Mon galeriste préféré

Ne regarderait pas mon travail uniquement comme une source potentielle de revenus, il aimerait mon travail tout d’abord pour l’émotion qu’il en retire sans se soucier qu’en faire par la suite. En cela il ne se poserait même pas la question de savoir si sa galerie est suffisamment grande pour m’accueillir, si les murs sont assez blancs, assez hauts, si la distance pour regarder chaque tableau est suffisante, pas trop exiguë. Non, il éprouverait quelque chose, un peu comme un gamin qui regarde un reflet dans l’eau, un nuage bizarre dans le ciel, la beauté ou l’effroi peu importe.
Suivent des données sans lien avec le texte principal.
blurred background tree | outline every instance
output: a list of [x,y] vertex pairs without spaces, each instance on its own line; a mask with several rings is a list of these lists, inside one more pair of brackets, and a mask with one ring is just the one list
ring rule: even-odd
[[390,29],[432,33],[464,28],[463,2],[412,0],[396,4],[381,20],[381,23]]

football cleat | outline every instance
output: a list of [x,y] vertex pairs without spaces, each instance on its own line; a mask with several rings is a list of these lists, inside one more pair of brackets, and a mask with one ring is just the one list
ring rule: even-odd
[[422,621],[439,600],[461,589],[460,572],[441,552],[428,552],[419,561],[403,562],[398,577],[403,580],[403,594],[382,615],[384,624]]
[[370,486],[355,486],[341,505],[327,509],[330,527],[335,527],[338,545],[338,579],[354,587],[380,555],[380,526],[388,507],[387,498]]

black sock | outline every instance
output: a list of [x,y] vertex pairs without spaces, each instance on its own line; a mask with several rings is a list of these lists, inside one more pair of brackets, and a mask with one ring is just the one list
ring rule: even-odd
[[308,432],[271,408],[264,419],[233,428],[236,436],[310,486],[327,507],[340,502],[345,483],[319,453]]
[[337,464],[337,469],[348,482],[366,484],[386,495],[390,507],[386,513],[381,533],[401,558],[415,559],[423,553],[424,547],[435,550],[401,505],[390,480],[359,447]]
Il ne ferait pas le tour mentalement de son carnet d’adresse pour estimer le nombre d’acheteurs à qui il pourrait présenter mes travaux. Enfin pas tout de suite, c’est logique tout de même qu’il le fasse à un moment ou un autre, j’aurais des doutes sinon.
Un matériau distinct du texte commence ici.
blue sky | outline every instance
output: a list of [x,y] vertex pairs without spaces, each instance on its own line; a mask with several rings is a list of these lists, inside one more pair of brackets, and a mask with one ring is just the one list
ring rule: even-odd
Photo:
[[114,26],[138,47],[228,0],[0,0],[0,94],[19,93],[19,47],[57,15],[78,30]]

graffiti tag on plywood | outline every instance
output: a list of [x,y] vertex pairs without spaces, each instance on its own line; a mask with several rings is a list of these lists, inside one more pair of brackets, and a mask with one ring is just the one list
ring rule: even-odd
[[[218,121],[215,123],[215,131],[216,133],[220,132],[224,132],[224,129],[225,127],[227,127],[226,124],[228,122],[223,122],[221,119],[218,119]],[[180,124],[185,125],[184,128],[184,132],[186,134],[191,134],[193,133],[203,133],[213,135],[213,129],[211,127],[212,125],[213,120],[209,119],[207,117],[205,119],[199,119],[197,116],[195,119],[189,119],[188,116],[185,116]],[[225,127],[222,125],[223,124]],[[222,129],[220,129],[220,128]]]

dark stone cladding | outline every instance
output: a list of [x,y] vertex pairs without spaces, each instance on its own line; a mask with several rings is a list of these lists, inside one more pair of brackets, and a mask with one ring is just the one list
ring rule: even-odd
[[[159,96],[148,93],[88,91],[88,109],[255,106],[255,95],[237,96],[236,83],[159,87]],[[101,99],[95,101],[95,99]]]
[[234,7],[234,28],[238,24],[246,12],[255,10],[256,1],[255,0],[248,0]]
Et alors il me tendrait la main en me regardant bien droit dans les yeux. Tout cela, tous ces tableaux, cela vient de moi finalement, alors autant aller droit à la source. Savoir qui je suis, mon pedigree ma race, mes origines, mon parcours pour arriver là jusqu’à lui. Et alors ce serait à moi de continuer la bout de chemin jusqu’à nous.

Il faudrait que je lui parle de mon travail, pas tellement de moi tout de suite, de toutes façons qui suis je sinon un vecteur, un tuyau.. une chose somme toute assez simple j’imagine comme tous les peintres.
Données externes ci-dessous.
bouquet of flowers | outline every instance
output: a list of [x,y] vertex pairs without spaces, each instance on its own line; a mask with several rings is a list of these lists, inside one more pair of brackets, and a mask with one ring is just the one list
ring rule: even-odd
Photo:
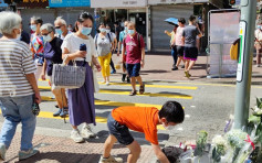
[[221,161],[221,156],[226,154],[227,141],[222,135],[216,135],[212,139],[212,143],[214,145],[212,150],[212,161],[213,163],[219,163]]
[[[229,144],[229,150],[227,153],[228,162],[234,163],[240,150],[245,144],[245,139],[248,138],[248,133],[241,130],[231,130],[226,134],[227,142]],[[235,162],[237,163],[237,162]]]

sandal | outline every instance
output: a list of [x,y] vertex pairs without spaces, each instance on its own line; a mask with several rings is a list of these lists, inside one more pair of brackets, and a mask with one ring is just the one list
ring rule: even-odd
[[135,96],[136,95],[136,90],[133,90],[129,93],[129,96]]
[[139,89],[139,94],[144,94],[145,93],[145,84],[140,85],[140,89]]

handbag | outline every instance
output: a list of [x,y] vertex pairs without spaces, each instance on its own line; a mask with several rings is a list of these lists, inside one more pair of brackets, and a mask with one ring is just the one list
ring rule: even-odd
[[53,65],[52,83],[55,87],[75,89],[80,88],[85,83],[86,68],[76,66],[75,61],[73,65],[66,65],[67,56],[63,59],[62,64]]

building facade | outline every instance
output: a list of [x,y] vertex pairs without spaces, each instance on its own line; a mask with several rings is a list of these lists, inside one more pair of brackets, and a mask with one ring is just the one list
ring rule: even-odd
[[[222,0],[91,0],[91,8],[97,11],[99,22],[134,21],[137,24],[137,31],[144,35],[148,51],[169,48],[170,37],[164,31],[171,31],[174,26],[164,22],[165,19],[185,18],[188,20],[191,14],[196,14],[205,32],[208,11],[222,7]],[[203,48],[207,42],[206,36],[202,39]]]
On pourrait s’arrêter un instant et il me proposerait un café, j’aime le café et la gentillesse chez les gens. Et se regarder en le buvant sans trop parler. Sentir tous les deux combien cette rencontre fortuite ou programmée est importante pour chacun de nous. Car mon galeriste préféré avant d’être un commerçant, avant d’être un connaisseur en art, un curateur, un commissaire, un agent de liaison sur le front du grand champ de bataille des affaires et de l’art, j’aimerais qu’il soit tout d’abord un ami potentiel. Vous savez ce genre d’ami à qui on peut pardonner beaucoup justement parce que c’est un ami.

Nous parlerions de tout ce qui est nécessaire, je ferais des efforts remarquables pour éviter le superflu, encore que l’énervement de l’autre face à celui ci est toujours un indice utile.

J’aurais pris au sérieux la rencontre évidemment, il feuilletterait une fois la tasse vide reposée sur la table basse du salon, ou de la cuisine, car après tout un galeriste se déplace parfois encore jusque chez les peintres. Dans ce dernier cas il y aurait ce moment où il nous faudra passer à l’atelier, je ressentirais un petit pincement au cœur, une appréhension peut-être si je trouve la personne aimable, sinon je prendrais ma casquette de guide touristique et entonnerait les prémisses d’un boniment succinct pour ne pas éveiller sa méfiance. je ferai même l’idiot comme j’ai le talent de le pratiquer dans toute déception annoncée.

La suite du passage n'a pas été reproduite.